Brady: Well, the whole election that year was very, very interesting and unusual situation. There was a layman who ran, was involved in the Republican primary, didn’t make it. His platform consisted of, ballot slogan, "[name] is dead right," and he was going to adjust the morgue to put a restaurant at the top of the morgue, and he would call it the Top of the Morgue. It was an unusual election. It was unusual. These are all true stories, honestly. [laughs]
Portland anesthesiologist Joanne Jene, M.D., interviewed by Matt Simek, August 23, 2007, on things you never see anymore:
Jene: We’re doing much, much teaching with the medical simulator so that people can get real life experience on a dummy, if you will. And that’s a great enhancement. Because you train to take care of the unexpected or the complication that may occur during a procedure under anesthesia. But you can go through a whole lifetime and never experience that situation.
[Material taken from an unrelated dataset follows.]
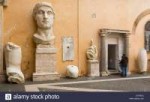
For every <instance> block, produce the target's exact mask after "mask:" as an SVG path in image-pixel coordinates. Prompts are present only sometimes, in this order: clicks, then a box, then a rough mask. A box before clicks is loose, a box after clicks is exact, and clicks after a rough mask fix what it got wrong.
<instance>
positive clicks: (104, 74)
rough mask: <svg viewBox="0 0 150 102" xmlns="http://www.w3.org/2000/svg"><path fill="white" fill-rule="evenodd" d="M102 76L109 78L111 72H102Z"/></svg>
mask: <svg viewBox="0 0 150 102" xmlns="http://www.w3.org/2000/svg"><path fill="white" fill-rule="evenodd" d="M101 76H102V77H103V76H109V72H108V71H102V72H101Z"/></svg>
And I will use as an example malignant hyperthermia, which is an anesthesia-triggered disease. It’s the only one anesthesia triggers. And it’s a combination of a genetic composition of the patient and drugs that you may use which will trigger an automatic release of a hyperthermia, or increase of the temperature of the patient. And usually this is in children. And the temperature could go from 37 degrees or 98.6 to 105 in a matter of minutes. And this is a life threatening anesthesia emergency. And I think that one of the things that we’ve done is develop the fact that Dantrolene is a medication that every hospital and every ambulatory surgical unit must have on hand. But also, it really becomes a team effort to resuscitate and save a patient.
And you may never see this in your lifetime. I had one case. Only one in my lifetime. It was in 1964. And at that time, there was no Dantrolene. We had no pulse oximeters. We barely measured the patient’s temperature. We had no monitors that we have now. And unfortunately, the patient died. I knew that there was a problem. It took time to define what the problem was. And then the only thing that we really had to treat the patient was sedation and ice. That was it. And then they go into a super hyper coagulability situation where the blood all begins to clot and then they begin to bleed.
So it was terrible, but there wasn’t anything. Now we do know how to treat it, how to recognize it. And that’s probably one of the greatest threats and challenges of anesthesia, but one of the biggest rewards that when you make the diagnosis, you can treat it.
Simek: Was that a child?
Jene: It was a sixteen year-old boy.